Friday, November 14, 2014

Collaborative visualization: Definition, challenges, and research agenda

By: Petra Isenberg, Niklas Elmqvist, Jean Scholtz, Daniel Cernea, Kwan-Liu Ma, Hans Hagen

According to the authors of this research paper, “collaboration has been named one of the grand challenges for visualization and visual analytics.” Traditionally, visualization and visual analytic tools were designed for a single person on a desktop computer. However, today’s world calls for increased visualization tools that encompass collaboration and communication. Experts and non-experts can take advantage of collaborative visualization scenarios to learn from one another’s analysis processes and viewpoints. The authors define collaborative visualization as “the shared use of computer-supported, [interactive], visual representations of data by more than one person with the common goal of contribution to joint information processing activities.” The term social data analysis has also been created to describe the different social interactions, which is central to collaborative visualization.

There are three main levels of engagement where digital systems support collaborative visualizations: viewing, interacting/exploring, and sharing/creating. Software systems like PowerPoint and videoconferencing allow people to learn, discuss, interpret and form decisions on a certain set of information.

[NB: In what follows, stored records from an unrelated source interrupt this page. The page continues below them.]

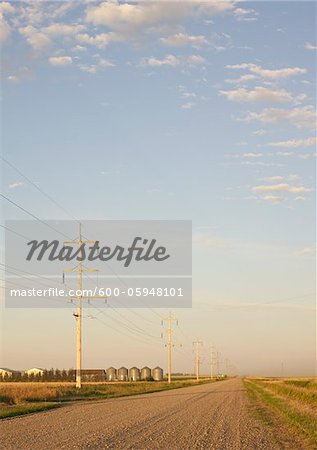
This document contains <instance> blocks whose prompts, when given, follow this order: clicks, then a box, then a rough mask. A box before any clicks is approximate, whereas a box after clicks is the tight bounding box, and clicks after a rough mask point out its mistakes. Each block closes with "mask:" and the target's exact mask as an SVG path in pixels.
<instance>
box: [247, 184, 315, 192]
mask: <svg viewBox="0 0 317 450" xmlns="http://www.w3.org/2000/svg"><path fill="white" fill-rule="evenodd" d="M252 191H254V192H289V193H291V194H300V193H303V192H311V191H312V189H310V188H307V187H305V186H291V185H290V184H288V183H279V184H271V185H266V184H265V185H259V186H254V187H253V188H252Z"/></svg>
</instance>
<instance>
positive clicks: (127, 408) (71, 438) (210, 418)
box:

People that use and share interactive visualization software can communicate through chat, comments, email, or video/audio links. Utilizing these features allows discussions of alternative interpretations, and multiple viewpoints to emerge. Programs such as Many Eyes, allow users to upload and create new datasets for the community to explore.  The authors present this argument that the purpose of having an online collaboratory (data warehouse) “is to focus the collective effort of the group in order to produce significant and useful methods.” However, it is important for the users of the program to understand the overall data, the user space and the application space.

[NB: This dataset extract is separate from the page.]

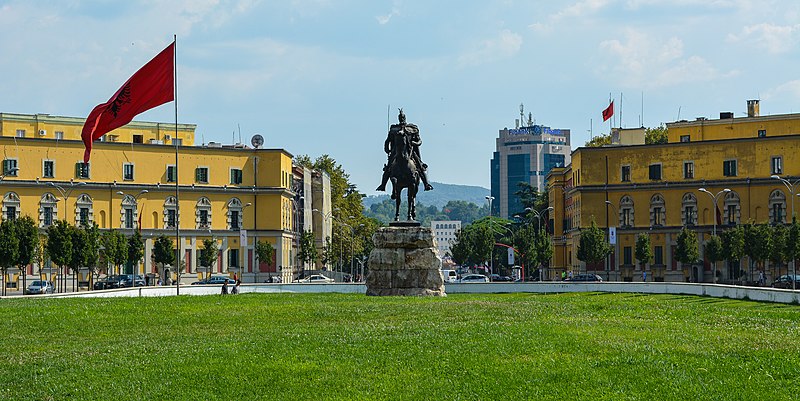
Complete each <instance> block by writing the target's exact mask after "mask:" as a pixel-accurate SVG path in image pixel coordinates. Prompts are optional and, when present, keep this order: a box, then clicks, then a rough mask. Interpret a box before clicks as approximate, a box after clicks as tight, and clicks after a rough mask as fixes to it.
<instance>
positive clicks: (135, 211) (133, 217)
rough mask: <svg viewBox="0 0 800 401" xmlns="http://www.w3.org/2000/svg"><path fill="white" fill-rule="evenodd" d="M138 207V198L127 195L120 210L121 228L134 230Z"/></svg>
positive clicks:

Computer-supported collaborative visualization software helps decision makers: distill knowledge through mining large multi-dimensional datasets, run models and simulation to explore the consequences of particular actions, communicate results, scenarios, and opinions to other stakeholders, and discuss debate, and develop support for specific courses of action. In addition, collaborative technology supports the social interaction of large audiences, which allows for a range of backgrounds, connections and goals. This provides the group with an environment where individuals can generate ideas and analysis alone or together.

This article gave a broad overview of collaborative visualization and the areas where future research should be addressed. However, the authors did not integrate the challenges of collaborative visualization throughout the piece, instead they arranged it in future research. As collaborative visualization becomes utilized as an everyday tool, it will be important for people to learn these programs at school or at work. Knowing how these analytic tools work will be key to group interactions and their analyses.


Isenberg, P., Elmqvist, N., Scholtz, J., Cernea, D., Ma, K.-L., & Hagen, H. (2011). Collaborative visualization: Definition, challenges, and research agenda. Information Visualization, 10(4), 310–326. doi:10.1177/1473871611412817


  1. Joy,

    Which of the three levels of collaborative visualization have you found yourself spending the most time doing?

  2. Did this article cite any previous studies that even warrant future research into collaborative visualization. For instance, does it generate more ideas in brainstorming stages?

  3. Harrison,
    Out of the three levels of collaborative visualization, I have used viewing and interacting/exploring the most.

    The authors of the study presented a large section on future research, however, they did not go into past studies on brainstorming stages. The study also lacked a coherent focus on the different types of future research.